# Probabilistic Machine Learning

By: Chengyi (Jeff) Chen

---
## Introduction

The purpose of these sets of notes is to connect ideas crossing the realms of frequentist, bayesian, probabilistic machine learning vernacular. I'm in no way an expert of the philosophical and practical differences between the the frequentist vs. bayesian perspective nor am I close to being good at mathematics -- here's just what I've gathered from my readings, subject to my own interpretation. Throughout, I'll be drawing ideas from computer programming as well. Starting from first principles, we ask: "What are we even trying to do in machine learning?" Before we distinguish between supervised, unsupervised, semi-supervised learning, here's the general ML setting:

Given: A matrix of observed training data $\mathbf{X}_{\text{train}} = \{ \mathbf{x}_1, \mathbf{x}_2, \mathbf{x}_3, \ldots \mathbf{x}_N \}$ as independent samples generated from a true data distribution $f(\mathcal{X})$, where $\mathbf{x} \in \mathcal{X}$ (the set of observed data values).
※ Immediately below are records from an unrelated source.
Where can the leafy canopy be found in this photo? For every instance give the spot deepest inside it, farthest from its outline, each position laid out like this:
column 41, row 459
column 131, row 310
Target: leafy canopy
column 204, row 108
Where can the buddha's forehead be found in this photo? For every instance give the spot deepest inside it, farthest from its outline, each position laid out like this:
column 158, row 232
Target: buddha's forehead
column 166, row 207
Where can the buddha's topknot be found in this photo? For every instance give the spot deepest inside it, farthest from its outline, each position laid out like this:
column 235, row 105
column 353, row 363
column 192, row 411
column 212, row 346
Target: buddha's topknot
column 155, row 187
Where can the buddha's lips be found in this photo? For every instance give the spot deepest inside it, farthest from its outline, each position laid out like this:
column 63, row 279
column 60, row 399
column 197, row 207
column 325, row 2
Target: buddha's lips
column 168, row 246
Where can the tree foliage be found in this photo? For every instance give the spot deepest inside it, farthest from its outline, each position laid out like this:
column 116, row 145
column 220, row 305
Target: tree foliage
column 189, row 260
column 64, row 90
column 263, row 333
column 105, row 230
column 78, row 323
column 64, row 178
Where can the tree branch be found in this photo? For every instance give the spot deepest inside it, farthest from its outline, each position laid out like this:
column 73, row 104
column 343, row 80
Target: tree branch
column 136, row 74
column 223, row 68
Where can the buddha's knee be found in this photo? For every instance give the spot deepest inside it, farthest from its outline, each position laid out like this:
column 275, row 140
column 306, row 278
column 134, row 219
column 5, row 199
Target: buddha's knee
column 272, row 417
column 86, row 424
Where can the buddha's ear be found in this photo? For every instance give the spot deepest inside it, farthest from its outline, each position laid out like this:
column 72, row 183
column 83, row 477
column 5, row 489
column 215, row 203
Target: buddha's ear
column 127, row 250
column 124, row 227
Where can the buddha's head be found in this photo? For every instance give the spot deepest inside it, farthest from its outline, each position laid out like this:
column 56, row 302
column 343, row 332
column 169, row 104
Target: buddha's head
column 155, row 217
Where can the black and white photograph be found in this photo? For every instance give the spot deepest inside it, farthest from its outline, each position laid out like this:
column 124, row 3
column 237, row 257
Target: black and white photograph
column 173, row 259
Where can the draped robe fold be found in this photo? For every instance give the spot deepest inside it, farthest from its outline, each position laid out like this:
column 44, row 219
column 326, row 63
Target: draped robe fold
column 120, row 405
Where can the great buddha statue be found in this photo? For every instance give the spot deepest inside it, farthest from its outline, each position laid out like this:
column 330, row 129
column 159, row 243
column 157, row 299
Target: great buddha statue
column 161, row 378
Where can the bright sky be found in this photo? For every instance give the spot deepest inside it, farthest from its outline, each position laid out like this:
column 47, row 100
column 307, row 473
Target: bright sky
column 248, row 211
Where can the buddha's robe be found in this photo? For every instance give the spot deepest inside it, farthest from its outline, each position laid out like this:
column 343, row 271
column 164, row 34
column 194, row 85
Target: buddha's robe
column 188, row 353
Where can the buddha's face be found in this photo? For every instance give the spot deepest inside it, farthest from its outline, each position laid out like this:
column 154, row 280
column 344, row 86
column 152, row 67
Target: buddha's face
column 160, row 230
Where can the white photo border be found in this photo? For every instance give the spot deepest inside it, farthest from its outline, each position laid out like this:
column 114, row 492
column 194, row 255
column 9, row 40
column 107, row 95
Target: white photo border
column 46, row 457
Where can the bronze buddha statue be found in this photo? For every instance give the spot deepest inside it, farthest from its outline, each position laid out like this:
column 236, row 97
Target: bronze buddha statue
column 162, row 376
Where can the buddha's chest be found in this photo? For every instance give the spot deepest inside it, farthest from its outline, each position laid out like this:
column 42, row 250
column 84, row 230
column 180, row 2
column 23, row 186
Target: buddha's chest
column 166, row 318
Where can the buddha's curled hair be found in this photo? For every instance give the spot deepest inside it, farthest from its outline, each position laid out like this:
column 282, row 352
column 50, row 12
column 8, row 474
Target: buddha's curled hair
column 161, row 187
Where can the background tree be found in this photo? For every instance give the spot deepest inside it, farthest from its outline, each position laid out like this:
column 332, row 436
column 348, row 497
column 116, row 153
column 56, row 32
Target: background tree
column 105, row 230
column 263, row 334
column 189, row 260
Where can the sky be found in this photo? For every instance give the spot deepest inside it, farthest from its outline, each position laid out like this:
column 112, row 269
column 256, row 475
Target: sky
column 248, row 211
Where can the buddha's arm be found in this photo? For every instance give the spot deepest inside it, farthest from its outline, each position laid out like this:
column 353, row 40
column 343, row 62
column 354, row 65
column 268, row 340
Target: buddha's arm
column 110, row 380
Objective: Learn a probabilistic model $p(\mathcal{X}, \mathcal{Z} ; \Theta = \theta)$ from $\mathbf{X}_{\text{train}}$ to approximate $f(\mathcal{X})$, where $\mathbf{z} \in \mathcal{Z}$ are a set of latent / unobserved random variables, as we make no assumptions on whether the observable dataset contains all information about the system. This probabilistic model is often called the **complete data likelihood**. $p(\mathcal{X} ; \Theta = \theta) = \int_{\mathbf{z} \in \mathcal{Z}} p(\mathcal{X}, \mathcal{Z} = \mathbf{z}; \Theta = \theta) d\mathbf{z}$ is then called the **incomplete data likelihood** / **evidence** / **marginal likelihood** (because we marginalized out $\mathcal{Z}$ to keep only $\mathcal{X}$. $\Theta = \theta$ are fixed parameters ("$;$" is used instead of "$\vert$" in the conditioning of $\theta$ to indicate that it is a "frequentist" fixed parameter and not a "bayesian" random variable). Furthermore, it's called a likelihood function because it is a function over the $\theta = \Theta$, the thing we're conditioning on, instead of $\mathcal{X}$ (fixed because its the data provided) and $\mathcal{Z}$ (unobserved). 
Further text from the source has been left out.